Since the abovementioned leadership competencies can be learned and improved on, leaders are not born but created. Therefore, there is need for equipping practicing public health workers and students of public health, medical and nursing schools with aforementioned leadership competencies. It is necessary to institutionalize a leadership centered culture within the entire National Health Systems, National Health Research Systems and in curriculums of all institutions that produce human resources for health. Nurturing and encouraging parents and public health workers to play important leadership roles would facilitate the achievement of national and international health development goals and their sustainability.

References

  1. United Nations. Millennium development declaration. Resolution A/55/L.2. New York: UN
  2. United Nations Development Programme. The Millennium Development Goals Report 2007. New York: United Nations. 2007; 1-36.
  3. Kirigia JM, Wambebe C. Research bioethics committees in the WHO African Region. BMC Medical Ethics 2005, 6:10. This article is available from: [http://www.biomedcentral.com/1472–6939/6/10].
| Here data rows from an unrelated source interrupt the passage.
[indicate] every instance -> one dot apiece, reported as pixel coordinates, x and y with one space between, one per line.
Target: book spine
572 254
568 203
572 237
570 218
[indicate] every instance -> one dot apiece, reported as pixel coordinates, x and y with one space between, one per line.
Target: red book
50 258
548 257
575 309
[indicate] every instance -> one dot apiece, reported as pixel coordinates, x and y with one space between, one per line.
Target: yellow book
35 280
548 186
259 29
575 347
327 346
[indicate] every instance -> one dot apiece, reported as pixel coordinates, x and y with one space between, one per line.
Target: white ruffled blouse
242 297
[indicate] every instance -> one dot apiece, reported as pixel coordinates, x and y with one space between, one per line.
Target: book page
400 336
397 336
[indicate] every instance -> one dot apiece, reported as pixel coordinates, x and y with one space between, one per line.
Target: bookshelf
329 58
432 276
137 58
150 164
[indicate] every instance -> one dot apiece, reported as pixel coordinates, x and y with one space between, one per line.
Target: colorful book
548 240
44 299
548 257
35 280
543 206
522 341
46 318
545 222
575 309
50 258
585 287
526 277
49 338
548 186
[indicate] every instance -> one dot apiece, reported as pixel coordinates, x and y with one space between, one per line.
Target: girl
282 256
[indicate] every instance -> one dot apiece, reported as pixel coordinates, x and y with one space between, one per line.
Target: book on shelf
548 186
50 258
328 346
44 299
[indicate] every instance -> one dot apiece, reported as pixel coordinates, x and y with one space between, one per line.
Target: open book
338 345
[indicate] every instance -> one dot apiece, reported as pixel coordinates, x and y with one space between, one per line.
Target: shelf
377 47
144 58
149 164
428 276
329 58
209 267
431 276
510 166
  4. Kirigia DG, Kirigia JM. Inequalities in Selected Health-related Millennium Development Goals Indicators in all WHO Member States. African Journal of Health Sciences. 2007; 14: 1-16.
  5. Kirigia JM, Asbu EZ, Greene W, Emrouznejad A. Technical efficiency, efficiency change, technical progress and productivity growth in the national health systems of continental African countries. Eastern and Southern Africa Social Science Research Review. 2007; 23: 19-40.
  6. Kirigia JM, Wambebe C. Status of national health research systems in ten countries of the WHO African Region. BMC Health Services Research. 2006, 6:135. This article is available from: http://www.biomedcentral.com/1472-6963/6/135
  7. Konotey-Ahulu FID. Dissemination of Research Results in Africa. African Journal of Health Sciences. 2007; 14(1-2): i-iv.
  8. http://en.wikipedia.org/wiki/Leadership.
  9. Kirigia JM, Seddoh A, Gatwiri D, Lenity HK Muthuri LHK, Seddoh J.E-health: Determinants, opportunities, challenges and the way forward for countries in theWHO African Region.  BMC Public Health 2005, 5:137. This article is available from: [http://www.biomedcentral.com/1471-2458/5/137].
  10. Kotter JP. What leaders really do. Harvard Business Review. 1990: 103-111.
  11. Heifetz RA, Laurie DL. The work of leadership. Harvard Business Review. 2001: 5-15.
  12. Blanchard K, Fowler S, Hawkins L. Self leadership and the one minute manager. London: HarperCollins Publishers; 2005: pp. 43-64.
  13. Goleman D.  What makes a leader? Harvard Business Review. 2004; 1-11.